Jonny Weldon: Yeah, what am I watching and listening to? So I’m marathon training. I’m running the London Marathon in October, the second, for Children with Cancer UK. And I’m not very good at listening to music when I exercise, so I listen to podcasts. There’s a brilliant podcast for anybody that’s interested in writing, and writing comedy in particular.

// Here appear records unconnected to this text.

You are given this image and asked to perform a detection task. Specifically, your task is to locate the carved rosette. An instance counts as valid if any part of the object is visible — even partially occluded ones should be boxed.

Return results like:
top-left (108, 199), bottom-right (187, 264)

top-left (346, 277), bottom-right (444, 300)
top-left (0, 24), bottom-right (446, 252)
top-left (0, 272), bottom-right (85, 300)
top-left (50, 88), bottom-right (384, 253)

There’s a great podcast called Sitcom Geeks, which you can get on Spotify or any of those Acast or any of those streaming apps, which is run by a guy called James Cary who wrote a sitcom called Bluestone 42, he wrote Miranda and lots of other things. There’s another guy that runs it as well [Dave Cohen], I can’t remember his name right now. And just every episode’s a completely different thing. So structure, story, joke writing, characters, narrative, seasons. It’s like half an hour, 45 minutes. If you’re an aspiring comedy writer, I think it’s really interesting and useful. I also like to listen to James Acaster and Ed Gamble’s… Can’t remember what it’s called now. It’s that good, I’ve forgotten what it’s called.

Kristyn Coutts: I can’t either. And I listen to it too.

Jonny Weldon: Something about eating. Off Menu.

Kristyn Coutts: That’s it.

Jonny Weldon: Off Menu. I listen to that. And I love Beyonce when I run as well. That’s the only other thing. And then honestly, I’m only watching Googlebox. During this show, I get in at 11 o’clock at night. I barely got any words left even to say hello to my fiance. So I slump into the sofa, watch Gogglebox or any film that happens to be on TV. I’m trying to think about what we’ve watched recently.

I’m about to start watching The Great because Douglas Hodge who wrote the songs for 101 Dalmatians is in it and I need to watch that. But I feel like, I mean, I just watched James Graham’s Sherwood, which is pretty spectacular. Gogglebox.

Kristyn Coutts: I’ll just put a full stop and then we’re done. We are done. Thank you so much for your time, Jonny. I really appreciate it.

Jonny Weldon: Thank you. Thanks so much for inviting me on.